Personal goodwill can have a profound impact on both small and medium-sized businesses. In fact, it can even impact the sales of larger companies. Ultimately, understanding how personal goodwill is cultivated is of great value for any company.

During the process of building a business, a founder builds one or more of the following: a positive personal reputation, a personal relationship with key players such as large customers and suppliers and the founder’s reputation associated with the creation of products, inventions, designs and more.

What Creates Personal Goodwill?

Personal goodwill can be established in many ways, for example, professionals such as doctors, dentists and lawyers can all build personal goodwill with their clients, especially over extended periods of time. One of the most interesting aspects of building personal goodwill is that it is essentially non-transferable, as it is invariably attached to and associated with, a particular key figure, such as the founder of a company. Simply stated, personal goodwill can be a powerful force, but it does have one substantial drawback. This is as the saying goes, “the goodwill goes home at night.”

How Does It Impact Buying or Selling a Business?

Buying a business where personal goodwill has been a cornerstone of a business’s success and growth presents some obvious risks. Likewise, it can be difficult to sell a business where personal goodwill plays a key role in the business, as a buyer must take this important factor into consideration. Certain businesses such as medical, accounting or legal practices, for example, depend heavily on existing clients. If those clients don’t like the new owner, they simply may go elsewhere.

Now, with all of this stated, it is, of course, possible to sell a business built partially or mostly around personal goodwill. Oftentimes, buyers will want some protection in the event that the business faces serious problems if the seller departs.
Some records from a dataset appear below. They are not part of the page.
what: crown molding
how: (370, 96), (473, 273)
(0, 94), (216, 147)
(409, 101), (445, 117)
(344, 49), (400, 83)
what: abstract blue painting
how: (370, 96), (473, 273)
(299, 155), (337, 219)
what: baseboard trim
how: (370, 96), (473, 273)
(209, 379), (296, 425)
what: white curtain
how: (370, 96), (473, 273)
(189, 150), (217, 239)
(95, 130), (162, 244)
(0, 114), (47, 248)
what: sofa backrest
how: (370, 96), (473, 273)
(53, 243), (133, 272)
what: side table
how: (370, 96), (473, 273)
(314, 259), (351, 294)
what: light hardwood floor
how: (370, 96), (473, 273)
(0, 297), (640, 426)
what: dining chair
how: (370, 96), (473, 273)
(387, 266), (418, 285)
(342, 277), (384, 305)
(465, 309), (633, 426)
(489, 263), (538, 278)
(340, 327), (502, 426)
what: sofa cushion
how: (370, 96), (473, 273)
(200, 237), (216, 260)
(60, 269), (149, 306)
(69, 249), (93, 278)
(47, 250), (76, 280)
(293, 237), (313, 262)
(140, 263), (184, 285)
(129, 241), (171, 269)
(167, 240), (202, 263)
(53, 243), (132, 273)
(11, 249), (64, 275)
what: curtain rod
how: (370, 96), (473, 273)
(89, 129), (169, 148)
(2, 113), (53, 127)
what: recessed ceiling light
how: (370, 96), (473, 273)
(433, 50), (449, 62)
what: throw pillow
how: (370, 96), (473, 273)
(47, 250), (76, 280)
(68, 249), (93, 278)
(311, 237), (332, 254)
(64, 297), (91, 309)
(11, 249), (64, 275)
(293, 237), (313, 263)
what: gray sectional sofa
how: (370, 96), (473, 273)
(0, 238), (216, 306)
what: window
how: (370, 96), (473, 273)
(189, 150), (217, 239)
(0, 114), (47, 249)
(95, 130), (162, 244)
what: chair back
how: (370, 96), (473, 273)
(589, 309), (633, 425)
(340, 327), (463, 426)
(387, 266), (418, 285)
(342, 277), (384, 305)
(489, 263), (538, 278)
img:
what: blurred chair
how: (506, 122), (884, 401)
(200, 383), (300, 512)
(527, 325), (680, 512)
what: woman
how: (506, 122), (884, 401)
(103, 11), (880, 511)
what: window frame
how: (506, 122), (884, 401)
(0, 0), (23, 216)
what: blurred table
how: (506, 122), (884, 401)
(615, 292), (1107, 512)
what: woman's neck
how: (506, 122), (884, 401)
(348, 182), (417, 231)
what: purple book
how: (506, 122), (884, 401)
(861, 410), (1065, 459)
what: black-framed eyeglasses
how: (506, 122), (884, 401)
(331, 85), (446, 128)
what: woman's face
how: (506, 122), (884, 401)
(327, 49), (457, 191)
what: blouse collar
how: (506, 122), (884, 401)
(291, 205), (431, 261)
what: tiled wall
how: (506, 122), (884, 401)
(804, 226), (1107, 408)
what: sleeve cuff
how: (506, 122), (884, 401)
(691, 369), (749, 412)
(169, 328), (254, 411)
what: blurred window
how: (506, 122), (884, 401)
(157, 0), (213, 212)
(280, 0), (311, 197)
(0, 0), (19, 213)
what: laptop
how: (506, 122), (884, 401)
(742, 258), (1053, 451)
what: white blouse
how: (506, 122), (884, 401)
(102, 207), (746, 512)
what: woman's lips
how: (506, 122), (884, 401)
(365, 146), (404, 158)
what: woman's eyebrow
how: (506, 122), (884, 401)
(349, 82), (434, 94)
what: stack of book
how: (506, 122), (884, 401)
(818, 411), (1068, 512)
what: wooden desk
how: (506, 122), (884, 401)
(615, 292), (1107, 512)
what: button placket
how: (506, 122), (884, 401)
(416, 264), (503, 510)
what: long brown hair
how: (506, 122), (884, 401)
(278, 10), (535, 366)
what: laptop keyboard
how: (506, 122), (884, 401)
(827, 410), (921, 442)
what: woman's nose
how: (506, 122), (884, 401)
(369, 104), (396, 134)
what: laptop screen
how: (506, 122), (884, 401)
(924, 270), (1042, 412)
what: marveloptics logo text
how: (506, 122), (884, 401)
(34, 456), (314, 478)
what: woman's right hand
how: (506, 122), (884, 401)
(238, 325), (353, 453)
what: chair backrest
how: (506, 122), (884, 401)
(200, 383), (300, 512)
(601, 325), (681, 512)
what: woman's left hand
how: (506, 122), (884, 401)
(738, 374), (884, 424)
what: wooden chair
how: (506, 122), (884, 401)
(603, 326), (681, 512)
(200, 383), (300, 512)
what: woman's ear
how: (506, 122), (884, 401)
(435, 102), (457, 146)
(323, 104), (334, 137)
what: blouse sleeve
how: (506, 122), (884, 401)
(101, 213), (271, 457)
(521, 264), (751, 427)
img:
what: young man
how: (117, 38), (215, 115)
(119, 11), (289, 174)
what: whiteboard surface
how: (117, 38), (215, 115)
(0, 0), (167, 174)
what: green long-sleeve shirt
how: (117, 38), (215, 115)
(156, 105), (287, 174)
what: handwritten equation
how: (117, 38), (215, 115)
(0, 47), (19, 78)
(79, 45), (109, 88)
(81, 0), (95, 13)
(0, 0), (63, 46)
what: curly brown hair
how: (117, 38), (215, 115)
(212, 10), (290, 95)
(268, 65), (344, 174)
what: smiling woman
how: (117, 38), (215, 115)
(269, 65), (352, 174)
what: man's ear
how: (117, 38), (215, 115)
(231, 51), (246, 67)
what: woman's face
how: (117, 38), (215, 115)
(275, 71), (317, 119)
Solutions that Work for Both Parties

One approach is to require the seller to stay with the business and remain a key public face for a period of time. An effective transition period can be pivotal for businesses built around personal goodwill. A second approach is to have some form of “earn-out.” In this model, at the end of the year lost business is factored in, and a percentage is then subtracted from monies owed to the seller. Another option is that the funds from the down payment are placed in escrow and adjustments are made to those funds. It is important to note that the courts have decided that a business does not own the goodwill, the owner of the business does.

No doubt, businesses in which personal goodwill plays a major role, present their own unique challenge. Working with an experienced professional, such as a business broker, is an exceptional way to proceed in buying or selling this type of business.